See also the book:  "A History of Mt. Mitchell and the Black Mountains" by S.K. Schwarzkopf (1985), published by NC Div. of  Archives and History.

Features/Description/Potential: The impressive eastern flank of the Black Moutain Range, highest in the eastern US. Rugged terrain, black bear habitat, scenic vistas from the ridge. Much "old growth"(including the 1263 acre Middle Creek Research Natural Area, one of the most extensive remaining virgin forests in the Eastern US.). Northern red oaks, tulip poplars and sugar maples up to 4 ft dia. and 500 yrs old, along with large old hemlocks are to be seen in the Middle Creek RNA, rivaling the Joyce Kilmer Forest.  The area contains one of the best quality composites of high elevation forests in the S. Applachaians consisting of old-growth boreal forest, northern hardwood and cove forests, dry ridge communities and heath balds.  Mountain paper birch, disjunct from its normal range in Canada and N. Appalachians, is found here, along with other rare plant species. Animals rare or uncommon in NC are raven, New England cottontail, rock vole, saw whet owl, scorpion fly, and the Mt. Mitchell spider.  The Black Mts. were part of a larger area proposed for national park status in the early '70's.  Was part of the proposed Balsam Cone Wilderness during RARE II. Was proposed by the Sierra Club, but not by the Forest Service, for Wilderness. Except for Middle Creek, there is a past history of logging.   Clearcuts have been made in the past on the western slope, but only at the base of the eastern slope.  The S half of the Blacks is a bear sanctuary, extending S across the Parkway in the region including Curtis, Newberry, and Mackey Creeks.

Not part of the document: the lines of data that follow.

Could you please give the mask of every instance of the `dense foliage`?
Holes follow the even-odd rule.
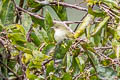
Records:
[[[119,0],[67,2],[0,0],[0,80],[120,79]],[[69,21],[66,8],[85,16]],[[78,24],[75,39],[56,43],[59,22]]]

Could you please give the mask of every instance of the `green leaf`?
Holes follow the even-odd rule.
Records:
[[[95,28],[95,30],[93,31],[93,33],[91,34],[92,36],[95,36],[97,33],[99,33],[101,31],[101,29],[103,27],[105,27],[105,24],[108,22],[108,20],[110,19],[109,16],[105,17],[103,19],[103,21],[101,21]]]
[[[55,45],[54,44],[47,44],[43,50],[42,50],[42,53],[43,54],[48,54],[54,49]]]
[[[53,21],[50,13],[46,11],[46,16],[45,16],[45,31],[47,32],[47,36],[50,42],[55,42],[54,40],[54,31],[51,29],[53,26]]]
[[[105,12],[101,10],[92,10],[92,7],[88,7],[88,13],[95,17],[103,17],[105,15]]]
[[[67,18],[67,12],[66,8],[63,6],[52,6],[58,17],[60,18],[61,21],[66,21],[68,20]]]
[[[100,79],[114,80],[117,76],[116,72],[111,67],[97,67],[98,77]]]
[[[85,29],[86,27],[89,25],[91,25],[91,22],[94,20],[94,16],[88,14],[84,19],[83,19],[83,23],[80,24],[80,26],[78,27],[78,29],[75,31],[75,35],[74,37],[77,38],[79,36],[81,36],[82,34],[85,33]]]
[[[65,73],[62,80],[72,80],[72,76],[69,73]]]
[[[30,33],[30,38],[32,39],[32,42],[36,45],[39,46],[41,44],[40,39],[38,38],[38,36],[36,35],[36,33],[34,31],[32,31]]]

     The Elisha Mitchell Chapter of Audubon has adopted Mt. Mitchell State Park through the state program and feel that the entire Black Mtn. range should be protected as an outstanding and unique natural resource. There is probably good local support for more protection (citizens organized several years ago (prior to 2000) to get congressional funding for the FS to purchase Celo Knob, the northernmost peak in the range).

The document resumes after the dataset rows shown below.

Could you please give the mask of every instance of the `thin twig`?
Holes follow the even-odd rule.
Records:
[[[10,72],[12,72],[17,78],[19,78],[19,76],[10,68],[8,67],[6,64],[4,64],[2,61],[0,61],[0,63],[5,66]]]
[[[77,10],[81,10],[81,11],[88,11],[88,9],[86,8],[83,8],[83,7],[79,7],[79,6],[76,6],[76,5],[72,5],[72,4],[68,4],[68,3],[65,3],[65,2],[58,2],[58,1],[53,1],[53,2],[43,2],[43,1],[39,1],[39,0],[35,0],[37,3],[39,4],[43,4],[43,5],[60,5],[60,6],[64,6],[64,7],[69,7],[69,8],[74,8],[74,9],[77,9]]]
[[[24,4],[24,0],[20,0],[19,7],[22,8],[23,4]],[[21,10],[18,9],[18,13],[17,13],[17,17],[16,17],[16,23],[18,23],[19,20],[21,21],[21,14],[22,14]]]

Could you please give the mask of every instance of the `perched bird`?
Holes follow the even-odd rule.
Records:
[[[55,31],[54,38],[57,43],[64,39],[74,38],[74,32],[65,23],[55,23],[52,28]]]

     The northeast corner has sustained some significant roading and clearcuts according to Elaine & Edward Gouge, Sierra Members who have recently hiked in this area. (March 1991) A FS high-grade system road has been graveled all the way up to Locust Ridge where you can look off and see the clearcuts. (The two roads shown on the Forest Service's "blue line" (1994?) map going up from the South Toe River (SE portion - short roads) are low grade and seeded to grass.)

Significant Points:
- Adjacent to Mt. Mitchell State Park, now an International Biosphere Reserve
- Part of the highest, most impressive Mt. Range east of Mississippi River, six  peaks over 6,000 feet
- Black bear sancturary
- extensive trail network, popular with hikers and backpackers
- South Toe River basin (South Toe River has been designated a High Quality  Water by NC Environmental Management Commission)
- Very rugged eastern slope of the Black Mtn. ridge
- Parkway viewshed

There is the potential to link this area with Jarrett Creek to the S, and to the W with the privately-protected (via easement granted to American Farmland Trust) Cane River Hunt Club (a Hanes family enterprise) area, which in turn abuts the E boundary of the Big Butt wild area.  To the S of the Parkway at the S border of the Hunt Club property is the Asheville watershed, also protected by a conservation easement, which is bordered on the W by the Parkway and the Craggy Mt. WSA, and on the E by Jarrett Creek wild area, separated only by about 1.5 miles of FS property.  Such a linkup would create a "mega-reserve" or protected area of roughly 60,000 acres, the biggest block of wild land in the S. Applachians outside the GSMNP.  This area, especially with Mt. Mitchell and the spectacular virgin forests of Middle Creek, is not only Wilderness, but National Park caliber.